トキオーでの数日間は、夢のように過ぎていった。
雷門、人力車、上野動物園、六本木そして、あのベランダの夜。
久美子の帰る日が、近づいていた。
最後の夜、アイゼンハワード邸のリビングでは、三人が紅茶を囲んでいた。
いつものように、古い時計の音がカチカチと空間を刻んでいる。
久美子はカップを持ちながら、ぽつりと言った。
「ねぇ、またトキオーに来てもいい?」
カズヤは、しばらく黙っていた。
彼女の瞳はまっすぐで、けれど少し寂しげでもあった。
やがて、ゆっくりと口を開く。
「……次は、俺がナゴヤーに行く」
その言葉に、久美子の目がわずかに見開いた。
そして、小さく笑った。
「ほんと?」
「うん。たぶん……そのうち、“部屋”だけじゃなくて、“自分の人生”も出ていかないと、って思ってる」
「いいやん、それ。ナゴヤーは味噌カツと手羽先だけじゃないでね」
ふたりが笑い合うのを見て、アイゼンハワードは紅茶を注ぎながら、低く笑った。
「青春ってのはな、年齢じゃない。女一人に本気になれるかどうかだ」
ふたりは同時に笑ったが、カズヤはその言葉を、胸の奥に静かにしまった。
翌朝。

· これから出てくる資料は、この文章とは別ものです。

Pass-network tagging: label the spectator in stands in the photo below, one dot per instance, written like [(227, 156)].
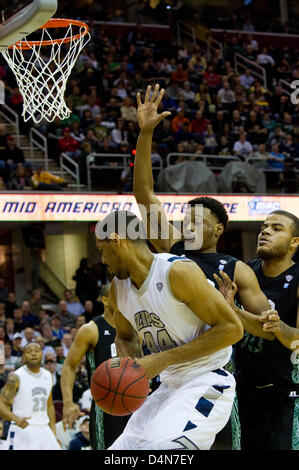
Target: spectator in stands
[(11, 362), (213, 79), (67, 319), (128, 110), (179, 120), (9, 328), (13, 155), (3, 136), (209, 141), (199, 123), (76, 308), (248, 26), (89, 312), (268, 122), (47, 333), (77, 132), (45, 348), (224, 147), (242, 148), (226, 95), (17, 349), (2, 314), (120, 134), (28, 335), (30, 319), (289, 181), (3, 290), (35, 302), (246, 80), (2, 333), (57, 330), (66, 343), (262, 154), (276, 159), (19, 323), (80, 320), (67, 144), (289, 147), (44, 181), (276, 137), (87, 120), (50, 364)]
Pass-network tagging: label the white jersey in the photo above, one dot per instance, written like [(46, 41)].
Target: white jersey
[(32, 397), (163, 321)]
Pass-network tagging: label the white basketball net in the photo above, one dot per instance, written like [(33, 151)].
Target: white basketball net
[(42, 72)]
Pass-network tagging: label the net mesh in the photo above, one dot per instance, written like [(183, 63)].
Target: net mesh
[(42, 72)]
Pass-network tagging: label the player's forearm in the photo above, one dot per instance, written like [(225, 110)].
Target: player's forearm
[(52, 418), (216, 338), (6, 413), (287, 336), (127, 348), (143, 182), (252, 324), (67, 381)]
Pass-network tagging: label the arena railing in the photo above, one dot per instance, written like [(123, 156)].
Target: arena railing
[(207, 159), (65, 163), (38, 142), (243, 63), (12, 118)]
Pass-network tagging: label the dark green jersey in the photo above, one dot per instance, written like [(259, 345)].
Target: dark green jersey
[(261, 362)]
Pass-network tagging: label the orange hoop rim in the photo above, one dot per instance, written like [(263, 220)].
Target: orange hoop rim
[(55, 23)]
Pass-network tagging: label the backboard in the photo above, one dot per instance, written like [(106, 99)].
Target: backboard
[(18, 18)]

トキオー駅のホーム。
東海道新幹線・のぞみ230号 ナゴヤー行き。
ホームには、スーツケースを引いた久美子と、それを見送るカズヤの姿があった。
久美子はデニムに白いシャツ、ラフな服装だが、どこか旅立つ人の雰囲気が漂っている。
「……じゃあ、またね」
「うん」
「手紙とか書かん人?」
「……LINEでいい?」
「そっか。現代っ子だわ」
そう言って、久美子は少し名残惜しそうに背を向けた。
電車が入ってくるアナウンスが流れ、風が吹いた。
新幹線がホームに滑り込むように到着する。
ドアの前に立った久美子が、振り返る。
「ありがとう、カズヤ。……東京、いい街だった」
その瞬間だった。
カズヤの目から、一筋の涙がこぼれた。
自分でも気づかぬうちに、何かが溢れたのだ。
久美子は驚いたように目を丸くし、次の瞬間、小さくうなずいた。
そして、何も言わず、新幹線に乗り込んだ。
ドアが閉まり、車両がゆっくりと動き出す。
ガラス越しに見える彼女の顔が、遠ざかっていく。
カズヤは立ち尽くしながら、涙をぬぐいもしなかった。
心の中で、確かな何かが動き出していた。
もう、自分は“引きこもり”ではない。
誰かを好きになり、誰かのために動けた自分が、ここにいる。
それが、「ひとり立ち」の第一歩だった。
新幹線が音を立てて見えなくなるころ、カズヤは深く息を吐いて、ホームをあとにした。
その足取りは、昨日よりほんの少し、しっかりしていた。